The research was published in the prestigious journal Nature Communications and presented at the 2013 annual meeting of the American Association for the Advancement of Science (AAAS) in Boston earlier this week.
A 3D model was created using imaging results from the CLS that reveals for the first time how gene mutations affect the pathway in heart muscle cells that control its rhythm.
Arrhythmias are characterized by the heart beating too fast, too slow, or inconsistently, causing a decrease to blood flow to the brain and body that results in heart palpitations, dizziness, fainting, or even death.
The article goes on to explain that the heart runs on calcium and every heart beat is preceded by calcium ions rushing into heart muscle cells.
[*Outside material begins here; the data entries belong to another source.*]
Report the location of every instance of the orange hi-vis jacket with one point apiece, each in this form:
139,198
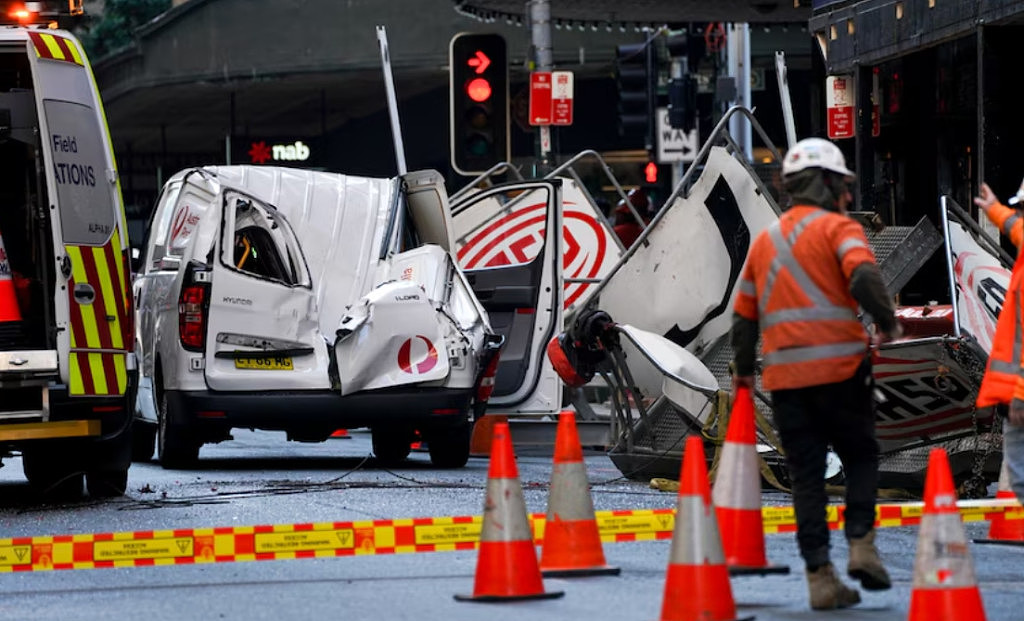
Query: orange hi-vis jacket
797,286
1004,379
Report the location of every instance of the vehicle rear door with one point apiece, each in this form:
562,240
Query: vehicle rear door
261,331
505,245
92,292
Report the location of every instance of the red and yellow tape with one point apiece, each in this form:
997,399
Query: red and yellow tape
329,539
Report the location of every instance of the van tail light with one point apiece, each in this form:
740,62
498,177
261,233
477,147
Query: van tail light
194,303
488,362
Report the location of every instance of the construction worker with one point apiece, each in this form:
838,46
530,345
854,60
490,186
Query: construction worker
1004,381
804,278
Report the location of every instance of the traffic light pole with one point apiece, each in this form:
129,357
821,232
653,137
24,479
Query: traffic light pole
540,21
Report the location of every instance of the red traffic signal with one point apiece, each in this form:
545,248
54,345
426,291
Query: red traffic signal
650,172
478,89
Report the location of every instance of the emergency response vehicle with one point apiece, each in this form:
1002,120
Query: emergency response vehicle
303,301
67,366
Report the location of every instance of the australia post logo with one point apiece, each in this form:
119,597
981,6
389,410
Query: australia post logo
417,356
517,238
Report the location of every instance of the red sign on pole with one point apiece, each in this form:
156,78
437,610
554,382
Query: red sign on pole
840,98
540,97
561,97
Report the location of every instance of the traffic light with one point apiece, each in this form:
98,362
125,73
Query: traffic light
479,101
636,74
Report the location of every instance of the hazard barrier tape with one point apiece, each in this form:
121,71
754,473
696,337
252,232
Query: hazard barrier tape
330,539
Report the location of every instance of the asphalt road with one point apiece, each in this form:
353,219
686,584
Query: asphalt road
259,479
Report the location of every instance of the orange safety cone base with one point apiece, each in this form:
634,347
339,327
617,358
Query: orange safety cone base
931,604
689,596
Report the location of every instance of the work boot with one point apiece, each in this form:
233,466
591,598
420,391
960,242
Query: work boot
827,591
865,564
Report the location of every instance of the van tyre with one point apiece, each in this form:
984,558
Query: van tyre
175,448
391,448
449,447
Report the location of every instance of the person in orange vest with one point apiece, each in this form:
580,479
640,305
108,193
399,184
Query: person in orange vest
800,290
1003,384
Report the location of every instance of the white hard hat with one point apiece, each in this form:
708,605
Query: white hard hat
815,153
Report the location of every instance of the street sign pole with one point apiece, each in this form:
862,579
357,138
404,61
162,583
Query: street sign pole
540,19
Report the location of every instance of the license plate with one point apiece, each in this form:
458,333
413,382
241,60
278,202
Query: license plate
281,363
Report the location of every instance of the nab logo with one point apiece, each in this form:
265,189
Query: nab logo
518,238
425,356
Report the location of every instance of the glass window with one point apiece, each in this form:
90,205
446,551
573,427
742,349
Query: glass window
258,241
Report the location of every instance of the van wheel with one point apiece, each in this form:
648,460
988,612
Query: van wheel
53,474
174,447
143,441
390,447
449,447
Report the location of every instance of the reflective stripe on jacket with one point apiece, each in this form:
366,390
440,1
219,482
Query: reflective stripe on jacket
797,286
1005,374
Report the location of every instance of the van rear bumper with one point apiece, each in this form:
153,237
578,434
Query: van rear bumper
289,410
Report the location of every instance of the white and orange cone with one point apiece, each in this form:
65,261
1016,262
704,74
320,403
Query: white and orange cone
1006,528
944,583
571,540
696,585
506,568
736,494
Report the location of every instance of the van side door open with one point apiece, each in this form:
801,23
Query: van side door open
262,332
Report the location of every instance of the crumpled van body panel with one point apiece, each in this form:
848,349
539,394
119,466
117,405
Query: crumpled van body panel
303,301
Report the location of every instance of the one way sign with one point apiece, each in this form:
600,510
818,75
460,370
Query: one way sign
674,145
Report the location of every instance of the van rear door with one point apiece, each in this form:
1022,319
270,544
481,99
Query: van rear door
510,246
261,331
92,292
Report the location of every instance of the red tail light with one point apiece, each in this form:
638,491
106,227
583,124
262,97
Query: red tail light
193,304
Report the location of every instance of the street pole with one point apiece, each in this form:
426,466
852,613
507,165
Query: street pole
540,22
739,68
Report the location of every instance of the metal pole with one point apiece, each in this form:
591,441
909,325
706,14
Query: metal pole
783,93
540,23
949,265
392,101
739,68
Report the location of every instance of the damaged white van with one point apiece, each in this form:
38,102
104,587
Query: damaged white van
303,301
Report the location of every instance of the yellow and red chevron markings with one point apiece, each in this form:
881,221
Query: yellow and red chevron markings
99,331
328,539
54,47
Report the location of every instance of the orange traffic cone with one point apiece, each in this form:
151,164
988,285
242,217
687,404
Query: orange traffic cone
944,584
1006,529
571,540
736,494
696,585
8,296
506,567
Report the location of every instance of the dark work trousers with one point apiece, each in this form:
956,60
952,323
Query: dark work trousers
809,420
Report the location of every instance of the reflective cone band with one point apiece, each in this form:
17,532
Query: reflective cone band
506,567
9,311
736,494
696,585
571,540
1007,528
944,584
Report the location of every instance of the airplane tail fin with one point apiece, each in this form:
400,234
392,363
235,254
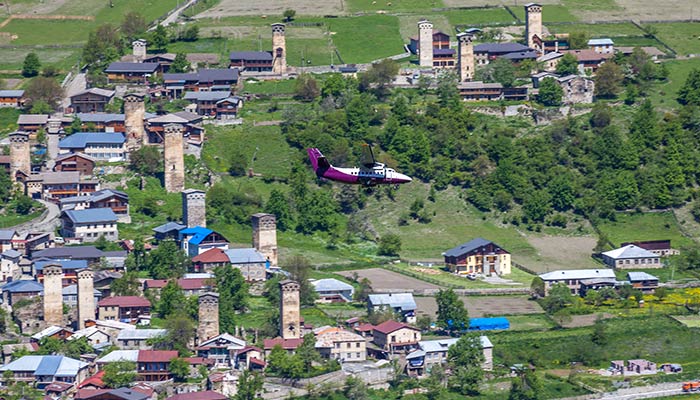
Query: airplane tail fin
318,160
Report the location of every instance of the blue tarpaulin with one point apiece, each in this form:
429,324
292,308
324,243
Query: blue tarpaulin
488,324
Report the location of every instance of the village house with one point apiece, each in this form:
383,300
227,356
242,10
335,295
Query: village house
53,186
631,257
128,72
197,240
434,352
250,262
91,100
154,365
101,146
18,290
123,308
138,339
573,277
392,336
658,247
9,265
478,256
83,164
12,98
116,200
643,281
339,344
90,224
333,291
221,348
251,61
602,46
400,303
44,370
250,358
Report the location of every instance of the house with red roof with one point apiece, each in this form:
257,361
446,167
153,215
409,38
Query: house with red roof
395,336
154,365
123,308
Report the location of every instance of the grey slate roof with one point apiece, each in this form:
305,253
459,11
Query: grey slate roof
467,247
404,301
91,215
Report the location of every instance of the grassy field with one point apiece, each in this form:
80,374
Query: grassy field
645,226
391,5
681,36
350,37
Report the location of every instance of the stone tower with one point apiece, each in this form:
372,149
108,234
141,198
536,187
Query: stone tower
208,316
194,208
465,56
279,49
290,326
265,236
19,154
134,113
533,23
139,49
425,43
173,154
86,297
53,295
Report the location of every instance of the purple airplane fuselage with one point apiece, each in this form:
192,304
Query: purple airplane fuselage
378,174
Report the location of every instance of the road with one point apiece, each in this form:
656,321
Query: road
170,19
45,223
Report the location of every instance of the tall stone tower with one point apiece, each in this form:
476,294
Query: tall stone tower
134,113
53,295
139,49
194,208
19,154
208,316
465,56
86,297
533,23
425,43
265,236
279,49
290,326
173,154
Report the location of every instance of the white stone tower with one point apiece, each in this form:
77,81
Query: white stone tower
53,295
425,43
20,159
533,23
465,56
86,297
279,49
208,316
290,321
173,155
134,114
265,236
194,208
138,47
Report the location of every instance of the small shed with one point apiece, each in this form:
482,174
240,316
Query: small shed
488,324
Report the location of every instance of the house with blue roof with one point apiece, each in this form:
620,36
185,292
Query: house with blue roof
252,264
88,225
102,146
43,370
478,256
196,240
17,290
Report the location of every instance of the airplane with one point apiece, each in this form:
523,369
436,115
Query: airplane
368,174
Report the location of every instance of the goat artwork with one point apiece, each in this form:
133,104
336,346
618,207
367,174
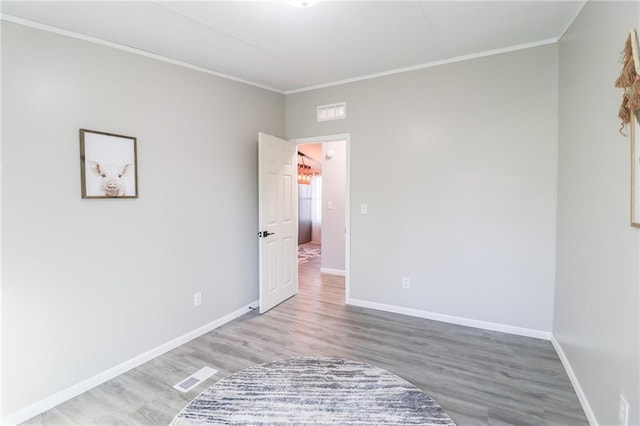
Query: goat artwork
111,178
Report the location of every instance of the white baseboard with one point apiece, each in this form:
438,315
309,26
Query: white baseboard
330,271
591,417
485,325
85,385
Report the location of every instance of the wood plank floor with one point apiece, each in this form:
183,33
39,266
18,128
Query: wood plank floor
479,377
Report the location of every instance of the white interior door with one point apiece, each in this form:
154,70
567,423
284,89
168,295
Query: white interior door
278,220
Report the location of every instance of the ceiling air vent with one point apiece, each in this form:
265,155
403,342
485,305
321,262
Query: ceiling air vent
332,111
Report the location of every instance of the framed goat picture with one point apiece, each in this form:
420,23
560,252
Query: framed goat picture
635,170
108,165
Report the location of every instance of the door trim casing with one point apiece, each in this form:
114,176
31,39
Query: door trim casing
347,219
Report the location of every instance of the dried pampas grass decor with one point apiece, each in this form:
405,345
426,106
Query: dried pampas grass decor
629,79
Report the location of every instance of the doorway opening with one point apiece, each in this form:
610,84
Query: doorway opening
323,206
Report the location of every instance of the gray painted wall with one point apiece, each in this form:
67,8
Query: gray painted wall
597,306
89,284
458,166
333,220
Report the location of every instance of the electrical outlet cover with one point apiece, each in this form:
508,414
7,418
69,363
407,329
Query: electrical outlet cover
623,411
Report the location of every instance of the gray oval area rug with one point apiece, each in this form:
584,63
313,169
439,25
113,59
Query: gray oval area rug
320,391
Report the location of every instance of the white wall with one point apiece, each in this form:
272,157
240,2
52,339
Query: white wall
333,219
597,311
89,284
457,164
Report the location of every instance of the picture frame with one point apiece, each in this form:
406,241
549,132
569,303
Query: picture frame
108,165
635,169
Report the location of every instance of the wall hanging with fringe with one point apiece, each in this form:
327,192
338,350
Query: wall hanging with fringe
629,80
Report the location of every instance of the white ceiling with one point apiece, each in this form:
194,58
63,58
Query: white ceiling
275,45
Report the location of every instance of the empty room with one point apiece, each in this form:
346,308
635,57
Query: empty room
463,172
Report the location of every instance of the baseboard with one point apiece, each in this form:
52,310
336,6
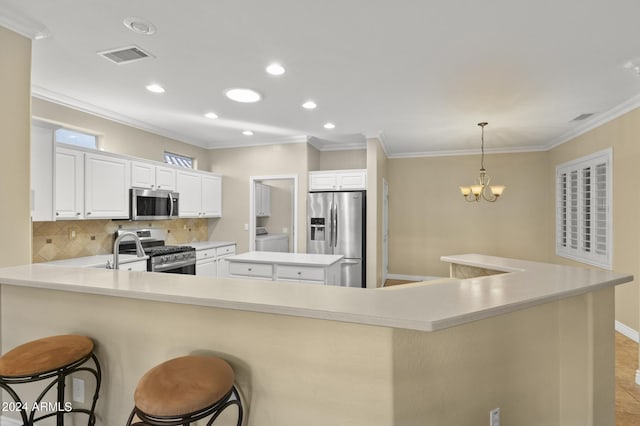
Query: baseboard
627,331
410,277
7,421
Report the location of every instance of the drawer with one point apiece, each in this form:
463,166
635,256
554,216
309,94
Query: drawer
306,273
205,254
221,251
260,270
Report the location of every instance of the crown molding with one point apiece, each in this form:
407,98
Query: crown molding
475,151
57,98
22,25
595,121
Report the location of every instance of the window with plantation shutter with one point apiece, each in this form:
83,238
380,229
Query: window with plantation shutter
583,209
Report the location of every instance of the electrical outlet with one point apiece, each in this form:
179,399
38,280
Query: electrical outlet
78,390
494,417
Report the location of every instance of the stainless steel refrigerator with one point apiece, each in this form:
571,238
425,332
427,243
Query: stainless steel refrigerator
336,225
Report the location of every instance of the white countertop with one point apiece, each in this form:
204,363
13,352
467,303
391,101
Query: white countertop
97,261
286,258
428,306
204,245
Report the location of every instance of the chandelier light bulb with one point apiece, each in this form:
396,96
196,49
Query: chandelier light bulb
478,190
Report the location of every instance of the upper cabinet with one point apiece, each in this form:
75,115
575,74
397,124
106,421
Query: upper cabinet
107,181
338,180
91,186
152,176
69,184
262,200
200,194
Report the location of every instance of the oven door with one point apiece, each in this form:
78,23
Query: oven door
147,204
188,267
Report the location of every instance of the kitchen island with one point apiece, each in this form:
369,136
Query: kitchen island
277,266
534,339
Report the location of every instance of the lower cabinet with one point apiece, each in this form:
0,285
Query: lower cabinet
211,262
323,275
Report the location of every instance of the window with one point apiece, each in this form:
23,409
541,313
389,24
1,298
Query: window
73,137
583,209
178,160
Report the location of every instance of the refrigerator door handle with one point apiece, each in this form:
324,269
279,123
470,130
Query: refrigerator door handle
335,215
331,224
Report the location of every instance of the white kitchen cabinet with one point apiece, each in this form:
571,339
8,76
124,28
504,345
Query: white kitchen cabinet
165,178
42,160
211,196
106,192
69,184
211,262
90,186
200,194
262,200
151,176
299,267
338,180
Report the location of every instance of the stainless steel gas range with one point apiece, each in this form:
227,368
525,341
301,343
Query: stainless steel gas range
162,258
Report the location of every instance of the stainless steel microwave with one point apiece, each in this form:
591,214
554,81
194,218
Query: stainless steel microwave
148,204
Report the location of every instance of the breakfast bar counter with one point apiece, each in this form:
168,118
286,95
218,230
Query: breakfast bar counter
530,333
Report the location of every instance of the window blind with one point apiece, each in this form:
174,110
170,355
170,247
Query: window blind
583,209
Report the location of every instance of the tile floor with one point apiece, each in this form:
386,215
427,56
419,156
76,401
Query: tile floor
627,391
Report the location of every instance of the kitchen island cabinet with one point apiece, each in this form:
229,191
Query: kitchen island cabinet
302,267
537,337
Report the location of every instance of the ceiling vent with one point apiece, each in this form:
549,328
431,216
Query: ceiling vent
125,55
583,116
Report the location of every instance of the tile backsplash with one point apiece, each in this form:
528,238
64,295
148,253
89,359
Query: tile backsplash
76,238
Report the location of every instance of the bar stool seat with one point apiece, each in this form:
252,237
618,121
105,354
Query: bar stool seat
44,355
49,357
185,389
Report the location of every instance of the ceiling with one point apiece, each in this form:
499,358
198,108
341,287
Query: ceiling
419,75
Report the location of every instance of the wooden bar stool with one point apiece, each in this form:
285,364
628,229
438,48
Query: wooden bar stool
54,357
183,390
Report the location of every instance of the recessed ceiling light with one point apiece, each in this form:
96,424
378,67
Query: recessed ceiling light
275,69
139,25
242,95
155,88
309,105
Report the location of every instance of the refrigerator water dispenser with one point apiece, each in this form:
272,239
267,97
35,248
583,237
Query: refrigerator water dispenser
317,229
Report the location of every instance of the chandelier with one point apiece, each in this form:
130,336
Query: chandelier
479,189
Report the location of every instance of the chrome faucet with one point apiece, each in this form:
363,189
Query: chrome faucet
116,247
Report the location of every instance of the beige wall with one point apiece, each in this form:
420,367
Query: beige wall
428,217
622,134
549,365
120,138
376,172
237,165
341,160
15,128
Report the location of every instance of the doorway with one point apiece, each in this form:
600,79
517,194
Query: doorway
273,206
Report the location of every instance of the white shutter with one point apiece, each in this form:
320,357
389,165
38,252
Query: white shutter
583,209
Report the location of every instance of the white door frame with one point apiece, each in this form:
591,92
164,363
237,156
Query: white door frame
385,230
252,216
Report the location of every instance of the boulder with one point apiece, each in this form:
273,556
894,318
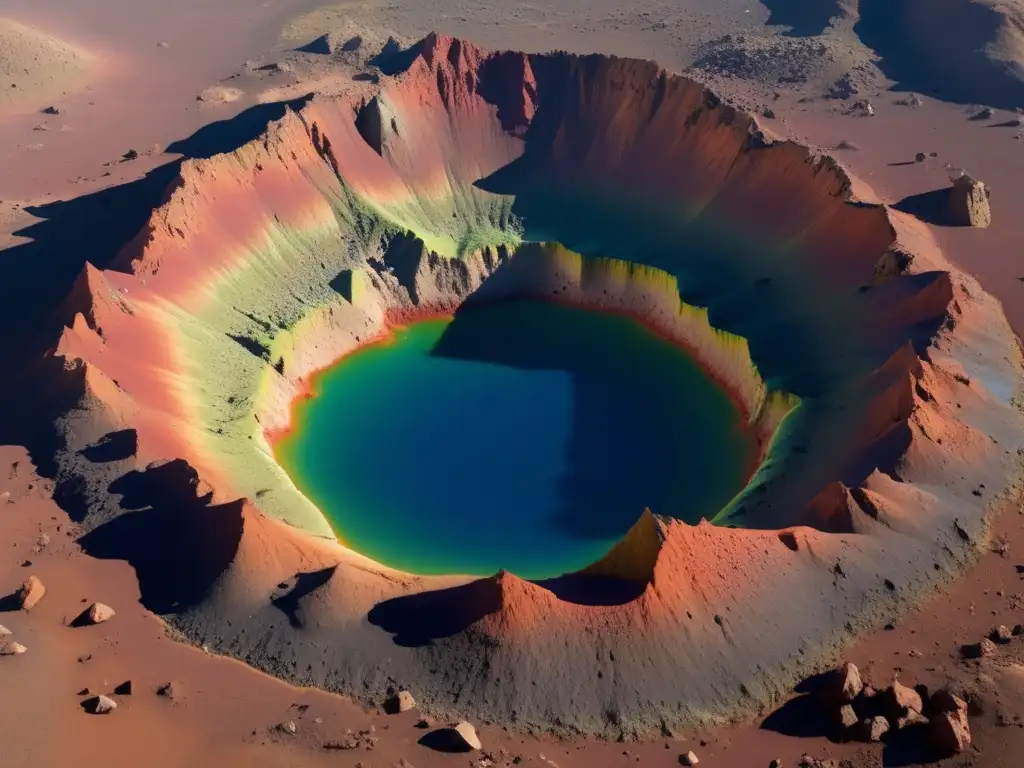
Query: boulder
1001,634
897,700
909,720
467,733
843,685
97,613
845,720
872,729
30,593
969,203
400,701
168,690
949,732
943,700
10,648
99,706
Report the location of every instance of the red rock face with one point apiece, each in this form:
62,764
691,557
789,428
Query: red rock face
901,363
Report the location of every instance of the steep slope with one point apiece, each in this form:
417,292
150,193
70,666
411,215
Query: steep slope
268,263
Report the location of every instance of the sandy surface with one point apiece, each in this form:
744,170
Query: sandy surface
146,99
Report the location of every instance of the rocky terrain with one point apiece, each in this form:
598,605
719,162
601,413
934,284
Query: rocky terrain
921,497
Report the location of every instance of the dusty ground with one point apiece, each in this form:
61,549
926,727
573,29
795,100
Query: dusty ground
146,99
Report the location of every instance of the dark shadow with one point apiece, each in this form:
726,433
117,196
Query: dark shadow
113,446
931,207
417,621
9,603
906,747
801,717
804,17
593,590
175,541
227,135
82,620
290,594
444,739
98,228
943,53
251,345
93,227
622,453
322,45
393,59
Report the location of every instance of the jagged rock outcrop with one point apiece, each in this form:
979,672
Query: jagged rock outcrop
969,203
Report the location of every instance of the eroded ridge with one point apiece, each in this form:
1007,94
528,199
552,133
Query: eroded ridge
271,262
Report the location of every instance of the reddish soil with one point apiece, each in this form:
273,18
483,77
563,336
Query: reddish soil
226,713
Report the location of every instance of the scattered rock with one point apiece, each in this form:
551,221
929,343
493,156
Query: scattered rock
99,705
467,733
863,109
844,88
949,732
10,648
944,700
912,100
910,720
846,720
872,729
969,202
843,685
897,700
979,650
30,593
400,701
168,690
219,94
97,613
1001,634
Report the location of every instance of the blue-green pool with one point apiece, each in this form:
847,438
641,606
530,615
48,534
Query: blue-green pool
522,435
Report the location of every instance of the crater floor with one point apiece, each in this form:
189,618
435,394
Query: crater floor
877,382
522,436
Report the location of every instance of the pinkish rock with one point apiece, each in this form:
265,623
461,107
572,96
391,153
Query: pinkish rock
30,593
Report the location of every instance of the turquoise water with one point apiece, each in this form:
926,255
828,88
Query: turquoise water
524,436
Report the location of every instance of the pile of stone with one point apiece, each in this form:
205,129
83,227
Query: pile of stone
858,713
969,201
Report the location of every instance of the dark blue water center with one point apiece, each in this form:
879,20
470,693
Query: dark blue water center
523,435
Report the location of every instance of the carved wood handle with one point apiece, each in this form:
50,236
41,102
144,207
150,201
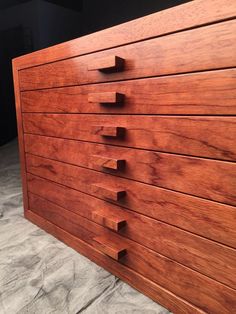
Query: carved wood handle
110,193
111,222
110,131
107,64
107,162
102,244
106,98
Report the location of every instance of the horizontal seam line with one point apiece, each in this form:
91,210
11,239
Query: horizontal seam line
206,24
138,148
140,245
129,79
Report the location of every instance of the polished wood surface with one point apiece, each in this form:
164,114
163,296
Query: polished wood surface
127,144
202,291
187,16
216,94
170,241
198,54
211,179
208,219
186,135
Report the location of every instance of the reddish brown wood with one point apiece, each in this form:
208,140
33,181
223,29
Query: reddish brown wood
165,56
108,64
185,135
113,98
109,220
202,291
199,93
208,219
108,131
211,179
114,194
170,241
189,15
141,283
104,245
107,162
172,46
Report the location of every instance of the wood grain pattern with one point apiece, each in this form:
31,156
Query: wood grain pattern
157,197
109,220
152,289
200,136
113,98
107,247
211,179
211,47
204,292
106,162
114,194
199,93
208,219
189,15
107,64
108,131
171,241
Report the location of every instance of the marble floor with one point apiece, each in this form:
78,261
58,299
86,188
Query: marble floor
39,274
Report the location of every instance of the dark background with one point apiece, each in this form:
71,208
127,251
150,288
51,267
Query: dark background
26,26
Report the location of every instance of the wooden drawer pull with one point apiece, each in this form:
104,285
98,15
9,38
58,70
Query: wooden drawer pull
111,222
107,64
105,247
110,131
106,98
110,193
110,163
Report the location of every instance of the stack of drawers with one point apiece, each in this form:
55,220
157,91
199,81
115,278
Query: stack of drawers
128,153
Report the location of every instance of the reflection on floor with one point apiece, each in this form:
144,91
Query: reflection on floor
39,274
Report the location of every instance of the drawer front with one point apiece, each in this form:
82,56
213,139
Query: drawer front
211,179
202,291
209,219
198,136
200,93
182,246
209,47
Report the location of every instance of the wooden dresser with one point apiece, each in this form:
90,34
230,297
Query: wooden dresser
127,144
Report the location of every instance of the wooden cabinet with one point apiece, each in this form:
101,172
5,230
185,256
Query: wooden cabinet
127,141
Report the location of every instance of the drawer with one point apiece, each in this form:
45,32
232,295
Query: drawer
189,51
180,245
211,179
211,92
198,136
209,219
202,291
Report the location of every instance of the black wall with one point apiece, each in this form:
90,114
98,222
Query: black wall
27,26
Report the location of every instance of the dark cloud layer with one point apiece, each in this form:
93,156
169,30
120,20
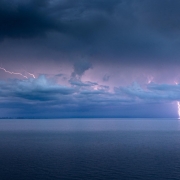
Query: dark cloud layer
89,35
114,29
43,98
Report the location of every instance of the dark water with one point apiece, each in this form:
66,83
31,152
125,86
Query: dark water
90,149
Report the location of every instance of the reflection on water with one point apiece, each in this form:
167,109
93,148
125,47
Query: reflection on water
90,149
89,124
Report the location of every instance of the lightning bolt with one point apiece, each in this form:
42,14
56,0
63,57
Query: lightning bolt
150,78
31,74
11,72
178,104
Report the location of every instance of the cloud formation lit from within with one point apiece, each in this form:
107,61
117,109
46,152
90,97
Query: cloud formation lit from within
79,100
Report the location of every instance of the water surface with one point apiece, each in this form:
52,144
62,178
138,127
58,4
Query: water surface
90,149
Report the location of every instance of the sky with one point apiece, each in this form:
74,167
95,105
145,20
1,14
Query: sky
89,58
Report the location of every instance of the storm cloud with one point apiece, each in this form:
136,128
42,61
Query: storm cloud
91,58
118,30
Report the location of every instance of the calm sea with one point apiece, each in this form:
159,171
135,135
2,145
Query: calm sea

Then, a special protein opens the pathway for calcium to be released from compartments within these cells, and in turn initiates the contraction.
Mutations to this protein have been linked to arrhythmia and sudden cardiac deaths in otherwise healthy people.
"We analyzed several disease mutant forms of a specific calcium channel that has been linked to cardiac arrhythmias," said Filip Van Petegem, molecular biologist from the University of British Columbia. "Thanks to the 3D reconstruction of these new mutant structures, it allows us to look at the detailed effects of each genetic disease mutation."
Van Petegem said that many heart diseases cause much larger structural changes than he originally anticipated and that could directly explain their effect on calcium leaking into the muscle cell and causing arrhythmias.
He is hopeful that the research will lead to new ways of stabilizing the pathway to the heart and preventing deadly conditions and save lives.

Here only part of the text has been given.